I wish the telescopes didn’t just look into the sky but could see through the earth also so that we could find them…We would sweep the desert with a telescope downwards and give thanks to the stars for helping us find them. – Violeta Berios, Nostalgia for the Light
In a recent talk for Stanford’s Digital Aesthetics Workshop, I suggested Quentin Meillassoux’s concept of the arche-fossil may provide a powerful tool for mediating between the microscopic scale of computational processes, the mesoscopic scale of everyday ‘human’ sensing, and the macroscopic scale at which geological processes like climate change unfold. The arche-fossil helps us address what I called the dual nature of the metabolic rift for contemporary life. It presents a powerful tool for politics and culture. To introduce the term “arche-fossil,” I used the following quotation from Meillassoux’s After Finitude:
“I will call ‘arche-fossil’ or ‘fossil-matter’ not just materials indicating the traces of past life, according to the familiar sense of the term ‘fossil’, but materials indicating the existence of an ancestral reality or event; one that is anterior to terrestrial life.An arche-fossil thus designates the material support on the basis of which the experiments that yield estimates of ancestral phenomena proceed – for example, an isotope whose rate of radioactive decay we know, or the luminous emission of a star that informs us as to the date of its formation.” (After Finitude, 10).
After some thought-provoking questions during the Q & A, it became clear that I was using the term in a pretty counter-intuitive way. Isn’t the whole point of Meillassoux’s speculative realism the need to break away from the Kantian “correlationist circle,” which sees knowledge as a product of combining human intellect and sensing alone? If sensing enters the realm of ontology once more, are we not re-absolutizing Kant’s transcendental subject?

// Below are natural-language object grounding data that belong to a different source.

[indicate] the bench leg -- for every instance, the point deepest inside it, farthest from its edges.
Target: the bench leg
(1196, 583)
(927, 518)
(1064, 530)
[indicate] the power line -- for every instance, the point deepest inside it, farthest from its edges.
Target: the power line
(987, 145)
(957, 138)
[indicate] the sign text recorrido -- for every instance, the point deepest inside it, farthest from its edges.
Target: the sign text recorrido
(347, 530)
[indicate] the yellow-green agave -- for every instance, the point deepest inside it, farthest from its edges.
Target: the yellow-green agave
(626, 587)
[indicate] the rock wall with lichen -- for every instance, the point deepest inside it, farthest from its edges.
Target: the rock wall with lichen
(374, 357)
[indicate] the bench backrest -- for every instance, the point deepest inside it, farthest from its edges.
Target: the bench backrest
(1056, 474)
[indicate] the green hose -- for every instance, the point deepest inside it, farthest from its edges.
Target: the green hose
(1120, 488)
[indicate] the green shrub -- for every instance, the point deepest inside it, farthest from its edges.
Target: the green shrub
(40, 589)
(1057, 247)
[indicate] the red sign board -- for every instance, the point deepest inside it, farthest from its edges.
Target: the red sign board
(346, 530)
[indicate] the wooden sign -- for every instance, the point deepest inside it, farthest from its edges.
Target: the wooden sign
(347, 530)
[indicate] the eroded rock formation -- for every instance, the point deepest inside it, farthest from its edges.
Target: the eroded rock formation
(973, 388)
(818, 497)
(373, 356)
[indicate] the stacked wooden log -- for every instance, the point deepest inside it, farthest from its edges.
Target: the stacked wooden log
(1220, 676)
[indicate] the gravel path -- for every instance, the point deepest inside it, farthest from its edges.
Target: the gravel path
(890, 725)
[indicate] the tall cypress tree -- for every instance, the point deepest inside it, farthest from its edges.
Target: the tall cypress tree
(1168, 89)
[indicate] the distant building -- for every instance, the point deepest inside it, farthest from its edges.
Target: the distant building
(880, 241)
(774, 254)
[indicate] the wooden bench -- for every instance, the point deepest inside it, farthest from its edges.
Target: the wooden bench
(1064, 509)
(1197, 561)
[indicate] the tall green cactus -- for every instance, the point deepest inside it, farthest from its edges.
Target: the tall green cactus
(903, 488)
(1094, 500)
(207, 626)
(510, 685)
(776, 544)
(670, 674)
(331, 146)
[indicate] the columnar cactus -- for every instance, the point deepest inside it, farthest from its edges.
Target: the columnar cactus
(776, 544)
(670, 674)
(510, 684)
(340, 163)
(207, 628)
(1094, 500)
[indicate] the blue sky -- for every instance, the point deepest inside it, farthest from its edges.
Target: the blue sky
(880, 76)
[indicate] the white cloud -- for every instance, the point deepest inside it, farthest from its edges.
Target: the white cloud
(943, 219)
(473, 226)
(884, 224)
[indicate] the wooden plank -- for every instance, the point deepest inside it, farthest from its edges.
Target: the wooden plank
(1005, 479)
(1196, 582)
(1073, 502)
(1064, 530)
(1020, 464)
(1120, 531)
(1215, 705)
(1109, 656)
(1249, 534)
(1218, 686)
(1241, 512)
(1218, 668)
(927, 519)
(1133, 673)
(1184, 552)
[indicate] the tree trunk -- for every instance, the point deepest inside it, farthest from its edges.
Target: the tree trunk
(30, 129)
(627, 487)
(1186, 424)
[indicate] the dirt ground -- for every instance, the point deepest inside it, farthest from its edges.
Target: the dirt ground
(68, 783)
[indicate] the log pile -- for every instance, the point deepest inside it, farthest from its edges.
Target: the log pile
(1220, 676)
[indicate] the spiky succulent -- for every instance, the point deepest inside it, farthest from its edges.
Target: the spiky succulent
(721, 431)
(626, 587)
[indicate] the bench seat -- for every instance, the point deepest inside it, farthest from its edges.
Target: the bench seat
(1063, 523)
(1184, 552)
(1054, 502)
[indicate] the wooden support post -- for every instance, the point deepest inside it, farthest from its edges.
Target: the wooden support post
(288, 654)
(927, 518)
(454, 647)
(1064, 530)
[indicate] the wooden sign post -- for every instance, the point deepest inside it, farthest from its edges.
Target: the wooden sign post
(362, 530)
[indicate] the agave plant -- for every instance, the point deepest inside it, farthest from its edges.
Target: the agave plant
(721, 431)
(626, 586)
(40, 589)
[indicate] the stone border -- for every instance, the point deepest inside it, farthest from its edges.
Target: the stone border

This reading of Meillassoux is quite compelling and it makes perfect sense as a critique of certain forms of phenomenology. But I’d like to suggest that it doesn’t push the aesthetic and political implications of Meillassoux’s ontology far enough. The arche-fossil, as the above quote describes, is tied intimately to what Meillassoux refers to as ancestrality. Ancestral events are events which unfold before human life began or long after our species have disappeared. Ancestral events like the big bang or the fifth mass extinction, which occurred 66 million years ago when a huge asteroid shattered into the Earth, seem to break the correlationist circle by presenting events we have knowledge of but which seem to circumvent our sense experience. Homo sapiens weren’t around to experience the fifth mass extinction. Yet we know quite a lot about it.
I would argue, however, that this doesn’t necessarily imply a rigid ontological divide between ancestral phenomena and perception. The arche-fossil, once again, “designates the material support on the basis of which the experiments that yield estimates of ancestral phenomena proceed.” The arche-fossil is thus a material condition of sensing, rather than its undoing. The existence of this material support is what allows us to even imagine and know things about events that we do not and cannot directly perceive. While Meillassoux focuses mainly on phenomena occurring ages or even aeons ago, he also hints at the ways in which the arche-fossil could provide a postcritical and material basis for a political ecology in the Anthropocene. At the start of “Chapter 5: Ptolemy’s Revenge,” he writes:
“We must now try to render the formulation of this question more precise. Closer inspection reveals that the problem of the arche-fossil is not confined to ancestral statements. For it concerns every discourse whose meaning includes a temporal discrepancy between thinking and being – thus, not only statements about events occurring prior to the emergence of humans, but also statements about possible events that are ulterior to the extinction of the human species” (After Finitude, 112).
By confronting humans with the existence of worlds occuring both before and after their existence, the arche-fossil forces us to take seriously the frailty and finitude of life on Earth.
This confrontation presented to us by the arche-fossil is illustrated beautifully by Patricio Guzmán’s 2010 film “Nostalgia for the Light.” This incredibly documentary follows women searching through the Atacma Desert in Chile for the remains of family members who were killed by the CIA-installed Pinochet regime alongside astronomers trying to understand the origins of the universe. “I wish the telescopes didn’t just look into the sky,” one of the women, Violeta Berrios, tells the crew, “but could see through the earth also so that we could find them…We would sweep the desert with a telescope downwards and give thanks to the stars for helping us find them.”
In a powerful scene at the end of the film, Barrios is offered the chance to look through one of the telescopes and peer out into the vastness of the cosmos. While she does not find her husband, she nevertheless breaks down into tears at the sight of all the scattered stardust. In cathartic recognition of the ancestrality presented by the entire universe, she is able to connect once more with what she has lost. A catharsis mediated by the material of the arche-fossil, such connection might hint at a new vital possibilities for a politics and aesthetics at the end of the Anthropocene.